I’m so very thankful. If I had given in to my desires to escape, I wouldn’t be here to reflect on how much this meant to me.


2 thoughts on “While I Was On The Figurative Ledge

  1. Ah Jules, you have no idea how likeable you are! You are compassionate, insightful, funny (okay, not when you are suicidal), intelligent… I’m not surprised to hear that everyone in S’s office likes you.

    Suicidal thoughts are about escaping the pain, right? That’s how I have generally experienced them, at least, and it seems like that’s how you describe it too. Often we don’t necessarily want to die. We just want to stop feeling so bad. And for that we have to believe there is a way to feel better.

    I can’t tell you how long it took me to believe that. I’d even tried to resign myself to the idea that my depression was a chronic, life-long condition that I would just have to learn to manage better. But through my deeper healing work with E., I have come to believe it is possible to heal. I’m not there yet. And I’m sure even when I’m there (whenever and wherever that is) I will still have times when I’m triggered. But by then I will recognize what is happening and have good coping skills, so I will be more resilient. I may feel bad, but not AS bad and not for as long. In fact, I already notice that is happening.

    All this is to say that I believe you can also heal. It is hard work and takes a long time. It’s not so fun. But look, you also already see progress. It is possible to get better, so we have to hang in there. The escape is not by suicide but by leaning on our supports when we need to and facing our cruelest demons. We can do it. Much love to you, Q.

    Liked by 1 person

    1. Aww.. Thank you. That meant a lot to me, to hear that I’m likable. I sometimes don’t think I do anything special to be considered likeable. But then again, we already know I don’t appreciate myself enough…
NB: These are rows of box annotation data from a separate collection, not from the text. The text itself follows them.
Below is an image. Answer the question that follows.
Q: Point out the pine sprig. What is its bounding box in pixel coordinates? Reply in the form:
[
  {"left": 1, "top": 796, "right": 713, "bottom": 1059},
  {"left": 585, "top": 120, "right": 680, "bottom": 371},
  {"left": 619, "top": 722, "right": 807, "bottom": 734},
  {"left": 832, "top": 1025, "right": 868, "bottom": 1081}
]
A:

      And yes, I definitely want to escape the pain. Lately though because of the constant stress, the adult has been saying very vehemently, “I can’t do this” over and over. So a part of me is giving up on life. Sure, I don’t necessarily want to die but I also don’t want to live. It’s a terrible feeling to have. I also definitely want to stop feeling so bad all the time but at the same time, I also don’t because I am so self punishing that I want to keep myself in pain. It’s quite messed up.

      But thank you for your wisdom. I think I’m just overwhelmed right now and so it’s difficult to see past that. I do believe what you’re saying and that there it is possible to heal but right now, I sure have difficulty fully accepting that…

      Yes, we need to hang in there (This is one of S’ favorite phrases, “Hang in there, Jules”). It IS hard. It does suck. But we’ll get through this.

      Thank you again for your response. It always feel great to know that you’ve read my post!